Iowa Republican Senator Chuck Grassley may not be the hippest cat in town (or the most logical), but he hardly deserves to have a holy war against him. Texas-based televangelist Kenneth Copeland begs to differ. During the Jan. 22 broadcast of his 2008 Ministers’ Conference, Copeland pledged to wage his very own holy war against Grassley.
Copeland’s vow comes in the wake of Grassley’s request that Copeland, along with five other wealthy Pentecostal televangelists, hand over their financial records to the Senate Finance Committee. Grassley’s request is based on the suspicion that the televangelist has used funds for personal gain.
The fact of the matter is that when it comes to finances, Grassley is a stickler who must be accommodated. How big of a stickler is Grassley? Consider that since becoming the ranking member of the Senate Finance Committee, he has led investigations of such well-respected and long-standing institutions as the Red Cross, Harvard University and the Smithsonian.
Regardless of Grassley’s past, he is aiming at a deserving target.
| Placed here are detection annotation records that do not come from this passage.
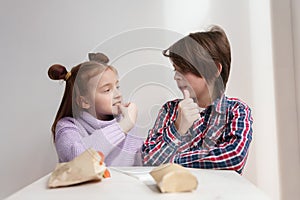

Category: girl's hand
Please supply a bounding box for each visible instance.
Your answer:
[119,103,138,133]
[175,90,200,135]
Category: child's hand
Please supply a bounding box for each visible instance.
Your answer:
[175,90,200,135]
[119,103,137,133]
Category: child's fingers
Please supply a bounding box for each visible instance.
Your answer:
[118,104,126,115]
[183,90,190,99]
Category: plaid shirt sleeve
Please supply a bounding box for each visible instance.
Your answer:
[170,101,252,173]
[144,99,252,173]
[142,102,181,166]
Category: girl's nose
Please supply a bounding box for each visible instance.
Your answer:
[174,72,182,81]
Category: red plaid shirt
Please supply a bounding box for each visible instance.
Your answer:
[142,95,252,173]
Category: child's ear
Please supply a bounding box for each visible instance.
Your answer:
[76,96,91,109]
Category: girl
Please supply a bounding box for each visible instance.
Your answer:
[142,26,252,173]
[48,53,143,166]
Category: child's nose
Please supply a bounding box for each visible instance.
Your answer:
[174,72,182,81]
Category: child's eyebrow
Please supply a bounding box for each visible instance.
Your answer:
[100,80,119,88]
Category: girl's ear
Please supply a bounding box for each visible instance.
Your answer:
[76,96,91,109]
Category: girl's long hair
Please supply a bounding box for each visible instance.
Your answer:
[48,53,117,141]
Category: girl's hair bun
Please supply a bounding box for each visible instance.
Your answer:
[89,53,109,64]
[48,64,68,80]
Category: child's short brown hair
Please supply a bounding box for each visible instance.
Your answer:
[163,26,231,96]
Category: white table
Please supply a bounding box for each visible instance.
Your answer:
[7,167,269,200]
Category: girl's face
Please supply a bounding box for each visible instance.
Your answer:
[87,68,122,120]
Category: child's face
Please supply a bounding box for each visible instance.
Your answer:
[88,68,122,120]
[174,68,210,106]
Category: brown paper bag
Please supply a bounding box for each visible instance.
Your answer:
[48,149,109,188]
[150,163,198,193]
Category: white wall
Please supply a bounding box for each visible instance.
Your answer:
[0,0,300,199]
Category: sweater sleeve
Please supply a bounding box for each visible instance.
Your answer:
[55,118,125,162]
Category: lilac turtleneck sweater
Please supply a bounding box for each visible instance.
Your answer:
[55,112,143,166]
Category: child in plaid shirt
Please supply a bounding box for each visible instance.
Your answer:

The fact that U.S. law requires non-profit organizations to keep accurate and up-to-date financial records for public viewing is reason enough for Grassley to request documents from six televangelists without incurring the wrath of God. At least in the case of Copeland, there is an abundance of additional reasons for the Senate Finance Committee to be suspicious.
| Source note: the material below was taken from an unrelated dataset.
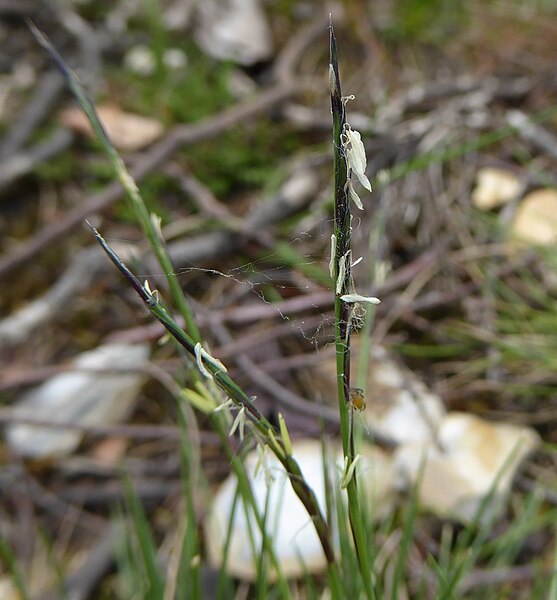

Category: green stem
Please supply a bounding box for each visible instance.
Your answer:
[329,22,374,600]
According to WFAA, the television affiliate of ABC based in Dallas and Fort Worth, Texas, Copeland attained 49 percent of Affordable Homes Unlimited, a project geared toward providing homes for low-income families, in 2004. After only six months, Copeland decided to close up shop. The only problem was that land and supplies had already been purchased.
After initially putting $1.5 million into the project, Copeland decided to walk away rather than provide more cash for additional costs. If Copeland had created the project entirely by himself, then there may have been no harm done since no one would have lost money but him. However, Copeland was not the sole employee of Affordable Homes Unlimited. As a result, employees were owed as much as $45,000, but Copeland never paid a dime.
Looking into his work within his ministry is even more troubling, especially his claims about his faith-healing powers. Ever get home around 4:00 a.m. and turn on the television to see someone babbling about the power of Christ before they knock someone over, all to the amazement of a baffled audience? This is one example of faith healing.
One particularly disturbing claim was that Copeland ‘cured’ lottery-winner Bonnie Parker, who had been diagnosed with cancer. Parker rewarded Copeland with her lottery winnings, which ultimately went toward buying a $20-million jet. Although Parker died of cancer shortly thereafter, no funds have been returned to Parker’s family.
What makes matters worse is that while telling someone they are cured of cancer in order to buy a private jet is outlandish and ethically wrong, the other five televangelists from whom Grassley has requested financial records are no angels either, including Rev. Creflo A. Dollar, Jr., Bishop Eddie L. Long and Randy White. Dollar lives in a multimillion-dollar mansion, Long allegedly supplied himself with $3 million through his non-profit organization, Bishop Eddie Long Ministries Incorporated, and White kills puppies in his spare time. Okay, that last one isn’t true. Still, the actual decisions made by these individuals are as questionable as just about any action, outside of killing puppies.
Rather than waging a holy war against Grassley, these televangelists should commit their time to organizing their financial records, unless they have an interest in pitching faith healing inside a state penitentiary.